“É óbvio que tenho a minha posição, sou contra a guerra. Como é que se pode ser a favor de uma guerra?”, sublinhou o músico, cantor e declamador da república da Adigueia, na região do Cáucaso, em entrevista à agência Lusa.
Para Zaur Nagoy, que se dedica há vários anos à recolha das tradições musicais da região histórica da Circássia, uma das primeiras anexações forçadas da Rússia, no século XIX, o seu povo “sabe tão bem o que é a guerra”, que “não é difícil afirmar” a sua posição.
Contudo, quando questionado sobre a forma como o faz, assegurou que é através da arte que melhor se expressa.
“Não é preciso afirmar isso diretamente, através da arte tenho essa opinião. Não se pergunta a um político como é que a arte é feita em Portugal ou na Circássia, portanto é uma coisa natural e eu expresso a minha opinião contra a guerra através da música”.

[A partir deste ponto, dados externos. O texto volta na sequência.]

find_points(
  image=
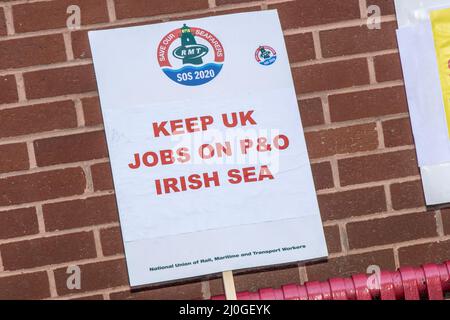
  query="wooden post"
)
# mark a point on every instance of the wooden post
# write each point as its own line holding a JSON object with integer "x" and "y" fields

Ao contrário do previsto, o artista vai atuar sozinho, num concerto marcado para as 22:30, no auditório do Centro de Artes de Sines, depois de ter sido negado o visto, em França, aos músicos do quarteto JRPJEJ, obrigando a alterações no alinhamento.
“A resposta oficial que foi dada em França, no consulado, é que tinham duvidas que depois de terminar o visto que lhes tinha sido atribuído para participarem nos festivais, [os músicos] regressassem à Rússia”, explicou.

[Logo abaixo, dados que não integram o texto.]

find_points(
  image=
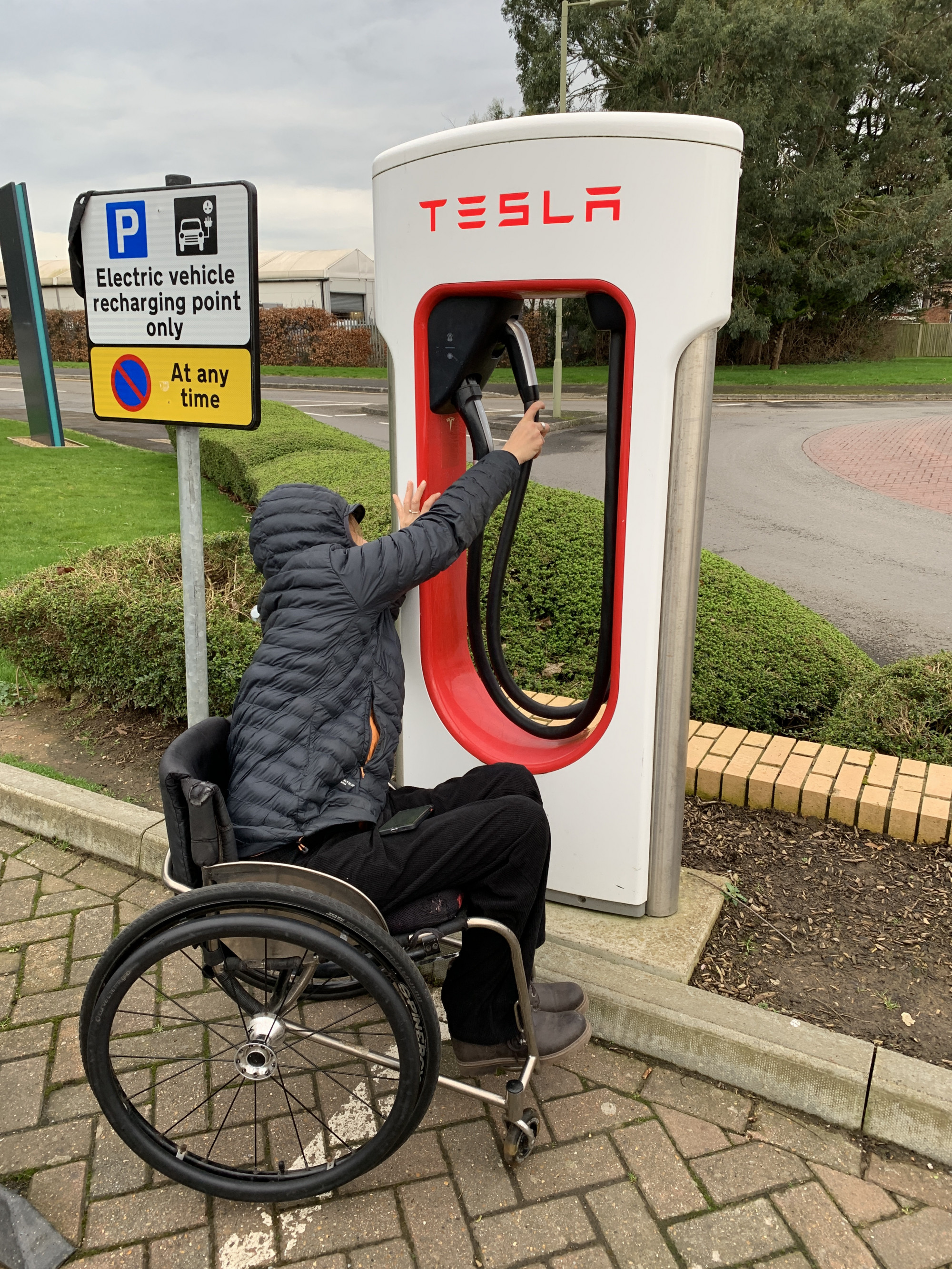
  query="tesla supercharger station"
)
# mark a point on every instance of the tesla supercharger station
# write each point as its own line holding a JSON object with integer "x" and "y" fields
{"x": 636, "y": 212}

Segundo o cantor, a primeira recusa foi na Hungria e, “depois de muita insistência, em França, e de esperarem muito tempo por uma resposta”, não obtiveram o visto, obrigando a “uma mudança muito radical no concerto” previsto para Sines.
“A música que interpreto e que trago da Circássia implica um trabalho coletivo. Todas as variantes do folclore da Circássia, da música, ao cante e à dança, implicam a existência de um coletivo, exceto as músicas de embalar e as canções que as mães cantam às crianças”, frisou.

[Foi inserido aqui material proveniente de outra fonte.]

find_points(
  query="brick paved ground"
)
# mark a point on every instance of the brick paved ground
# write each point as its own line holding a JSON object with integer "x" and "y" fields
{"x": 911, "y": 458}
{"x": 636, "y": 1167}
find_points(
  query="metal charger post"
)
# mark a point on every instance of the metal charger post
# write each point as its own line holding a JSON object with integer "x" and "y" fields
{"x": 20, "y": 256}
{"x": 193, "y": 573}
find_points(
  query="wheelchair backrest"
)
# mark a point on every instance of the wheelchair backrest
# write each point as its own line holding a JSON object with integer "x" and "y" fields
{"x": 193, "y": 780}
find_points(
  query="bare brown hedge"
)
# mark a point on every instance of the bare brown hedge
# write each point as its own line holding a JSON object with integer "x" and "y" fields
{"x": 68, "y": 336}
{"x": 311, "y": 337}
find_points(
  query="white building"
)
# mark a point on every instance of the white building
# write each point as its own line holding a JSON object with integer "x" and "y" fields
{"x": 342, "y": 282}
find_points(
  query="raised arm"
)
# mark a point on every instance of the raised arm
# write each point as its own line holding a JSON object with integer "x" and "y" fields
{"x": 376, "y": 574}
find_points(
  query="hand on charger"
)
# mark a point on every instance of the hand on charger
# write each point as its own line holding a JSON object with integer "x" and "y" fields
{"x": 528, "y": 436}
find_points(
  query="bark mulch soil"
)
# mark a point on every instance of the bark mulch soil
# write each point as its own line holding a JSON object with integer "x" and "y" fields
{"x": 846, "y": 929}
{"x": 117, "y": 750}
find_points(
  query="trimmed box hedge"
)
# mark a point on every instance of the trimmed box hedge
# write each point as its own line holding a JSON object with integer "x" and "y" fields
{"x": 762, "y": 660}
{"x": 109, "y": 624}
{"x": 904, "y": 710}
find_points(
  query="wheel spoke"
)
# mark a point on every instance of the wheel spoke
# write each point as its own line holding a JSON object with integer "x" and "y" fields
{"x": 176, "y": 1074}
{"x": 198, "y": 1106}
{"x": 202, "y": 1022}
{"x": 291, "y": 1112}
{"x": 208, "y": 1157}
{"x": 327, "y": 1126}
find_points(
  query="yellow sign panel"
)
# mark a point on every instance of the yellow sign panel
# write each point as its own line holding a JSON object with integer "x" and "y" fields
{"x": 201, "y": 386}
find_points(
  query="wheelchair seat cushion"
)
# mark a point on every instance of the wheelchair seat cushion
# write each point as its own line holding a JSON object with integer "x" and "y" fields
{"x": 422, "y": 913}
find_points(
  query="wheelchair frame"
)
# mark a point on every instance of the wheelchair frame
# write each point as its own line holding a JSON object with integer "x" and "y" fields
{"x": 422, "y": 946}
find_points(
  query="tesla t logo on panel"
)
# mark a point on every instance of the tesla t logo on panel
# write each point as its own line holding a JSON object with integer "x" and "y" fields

No entanto, e apesar de esperar “uma resposta positiva” por parte do consulado francês, quando o pedido foi recusado, já Zaur se tinha preparado “para atuar sozinho”, garantindo um concerto “mais intimista e mais solitário”.
Pela primeira vez em Portugal, o músico, que tem como propósito “mostrar que a cultura da Circássia está viva”, apesar do êxodo generalizado da população, após a invasão russa, quer “despertar o interesse dos portugueses pela música da Circássia” e estimular a “curiosidade” pela sua tradição.
Segundo o artista, a tradição musical desta região “quase desapareceu e o meu repertório baseia-se no pouco que resta e [na necessidade] de mostrar que a nossa cultura ainda subsiste, apesar do desaparecimento de quem interpretava” estas músicas.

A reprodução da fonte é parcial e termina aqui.